Le Tribunal Administratif de Caen a rejeté la requête de Mme A, qui contestait son assujettissement à la taxe d'enlèvement des ordures ménagères (TEOM) pour 2022. La requérante invoquait l'éloignement de plus de deux kilomètres de sa propriété par rapport au point de collecte le plus proche pour demander une exonération. Le tribunal a jugé que la requête était recevable, la réclamation préalable de Mme A auprès de la communauté d'agglomération ayant été valablement formée et transmise. Sur le fond, l'affaire a été renvoyée à une formation collégiale pour examen, la juge unique ne pouvant statuer sur ce litige de plein contentieux.

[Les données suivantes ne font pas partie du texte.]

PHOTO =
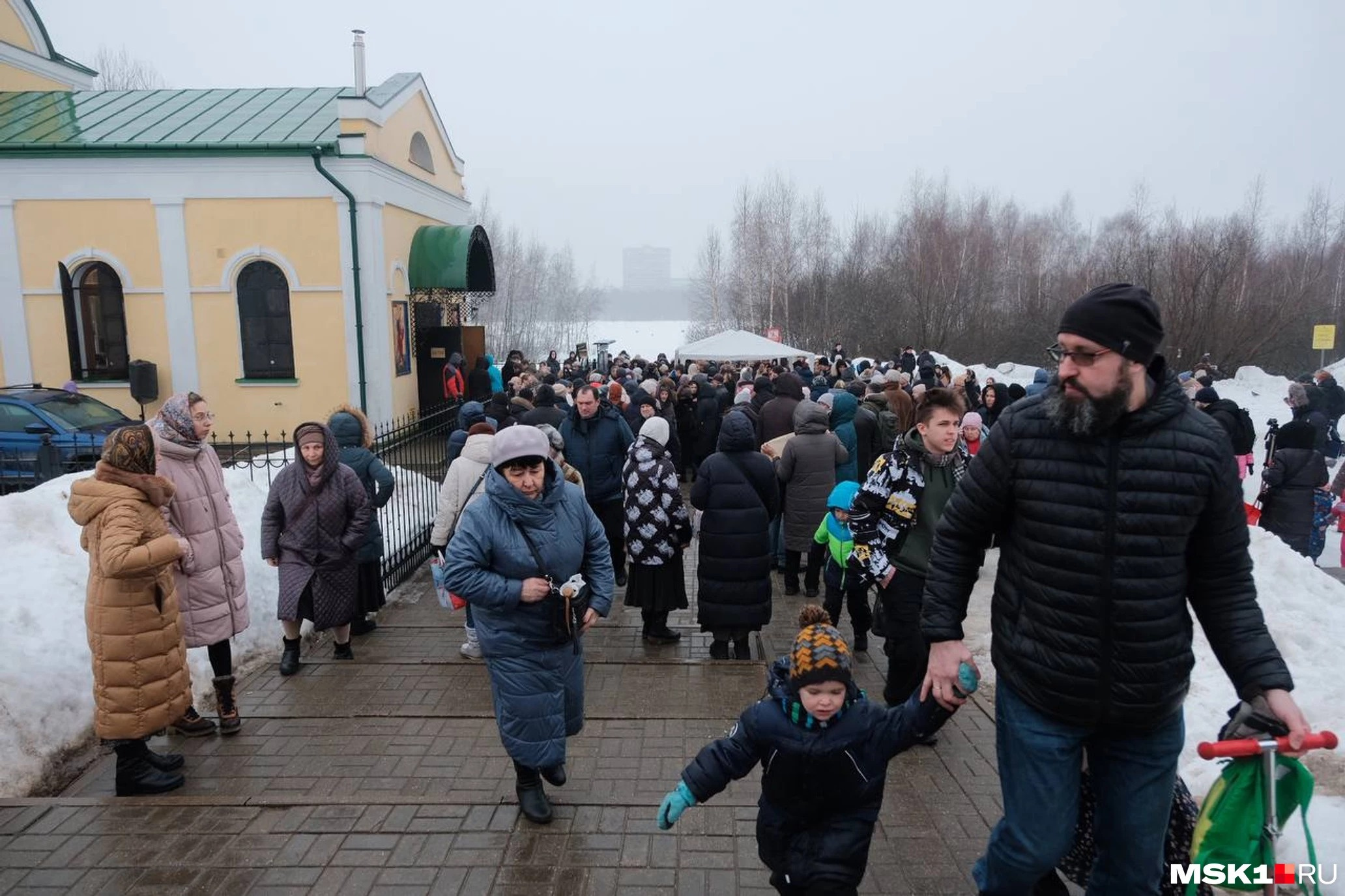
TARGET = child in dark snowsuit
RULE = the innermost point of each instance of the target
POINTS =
(824, 749)
(834, 532)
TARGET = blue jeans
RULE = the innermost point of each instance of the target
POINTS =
(1040, 760)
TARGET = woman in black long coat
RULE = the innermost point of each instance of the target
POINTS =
(313, 524)
(1288, 484)
(706, 420)
(658, 529)
(686, 428)
(736, 487)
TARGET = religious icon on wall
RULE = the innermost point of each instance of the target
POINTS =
(403, 337)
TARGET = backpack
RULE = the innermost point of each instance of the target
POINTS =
(889, 428)
(1245, 432)
(1230, 828)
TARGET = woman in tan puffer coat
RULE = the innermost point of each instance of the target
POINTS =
(139, 659)
(212, 588)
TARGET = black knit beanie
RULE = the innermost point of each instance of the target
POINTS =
(1120, 317)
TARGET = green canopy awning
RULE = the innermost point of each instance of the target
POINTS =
(452, 257)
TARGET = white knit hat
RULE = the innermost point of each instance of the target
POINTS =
(518, 442)
(656, 428)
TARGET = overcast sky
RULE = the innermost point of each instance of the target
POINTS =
(608, 124)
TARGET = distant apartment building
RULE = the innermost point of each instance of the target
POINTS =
(647, 268)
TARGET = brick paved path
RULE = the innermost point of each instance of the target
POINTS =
(386, 775)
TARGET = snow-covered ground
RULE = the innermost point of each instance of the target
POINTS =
(46, 701)
(641, 338)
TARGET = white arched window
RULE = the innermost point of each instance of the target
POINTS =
(96, 322)
(422, 156)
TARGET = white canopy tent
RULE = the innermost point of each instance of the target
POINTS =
(739, 345)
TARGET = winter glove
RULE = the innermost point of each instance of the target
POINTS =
(1252, 720)
(674, 805)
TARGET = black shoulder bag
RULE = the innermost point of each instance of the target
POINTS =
(565, 613)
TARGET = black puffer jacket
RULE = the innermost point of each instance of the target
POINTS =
(1103, 541)
(706, 419)
(736, 490)
(778, 413)
(821, 782)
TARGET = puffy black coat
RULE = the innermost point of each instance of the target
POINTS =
(1105, 540)
(868, 436)
(1288, 498)
(1224, 412)
(778, 413)
(736, 490)
(706, 420)
(596, 447)
(1335, 397)
(479, 383)
(821, 782)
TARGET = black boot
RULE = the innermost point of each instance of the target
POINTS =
(193, 724)
(163, 762)
(532, 798)
(289, 658)
(136, 775)
(229, 720)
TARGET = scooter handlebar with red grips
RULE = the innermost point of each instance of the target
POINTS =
(1252, 745)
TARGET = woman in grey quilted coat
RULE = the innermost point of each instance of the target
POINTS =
(313, 524)
(532, 525)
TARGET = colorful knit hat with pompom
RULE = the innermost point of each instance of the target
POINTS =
(820, 652)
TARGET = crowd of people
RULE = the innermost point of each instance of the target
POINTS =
(1110, 485)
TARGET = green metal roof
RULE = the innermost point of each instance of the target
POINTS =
(267, 119)
(452, 257)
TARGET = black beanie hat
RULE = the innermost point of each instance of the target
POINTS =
(1120, 317)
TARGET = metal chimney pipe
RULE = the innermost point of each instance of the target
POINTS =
(360, 61)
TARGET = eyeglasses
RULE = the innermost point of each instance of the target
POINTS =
(1058, 353)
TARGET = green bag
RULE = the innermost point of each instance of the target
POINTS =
(1230, 828)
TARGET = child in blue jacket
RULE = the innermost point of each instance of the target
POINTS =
(834, 532)
(824, 749)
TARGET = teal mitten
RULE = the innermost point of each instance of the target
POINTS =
(674, 805)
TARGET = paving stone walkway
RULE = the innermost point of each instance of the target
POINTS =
(386, 777)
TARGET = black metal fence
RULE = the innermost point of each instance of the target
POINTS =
(414, 447)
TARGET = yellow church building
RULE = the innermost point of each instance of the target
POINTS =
(276, 251)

Le Tribunal Administratif de Caen a rejeté la demande de la SAS Valma Distribution, qui contestait des cotisations supplémentaires de taxe sur les surfaces commerciales pour les années 2018 à 2020. La société invoquait notamment un vice de procédure pour défaut de saisine de la commission départementale des impôts directs, mais le tribunal a jugé que le litige portait sur une question de droit relative au champ d'application de la taxe, excluant la compétence de cette commission. Sur le fond, les moyens tirés de l'absence de reversement du produit de la taxe aux caisses de retraite et de la méconnaissance de la doctrine administrative ont été écartés. La solution retenue est le rejet de la requête, confirmant ainsi les impositions supplémentaires.
Le Tribunal Administratif de Caen (2ème chambre) a annulé la décision du 23 novembre 2022 par laquelle la directrice de l'EPLEFPA de Coutances a licencié M. A, agent contractuel. La décision a été jugée entachée d'un vice de procédure, car la convocation à l'entretien préalable restreignait à tort le choix de l'assistance de l'agent aux seuls personnels de l'établissement, le privant ainsi de la garantie de pouvoir se faire assister par une personne de son choix, comme un avocat. La solution retenue s'appuie sur l'article 47 du décret n° 86-83 du 17 janvier 1986.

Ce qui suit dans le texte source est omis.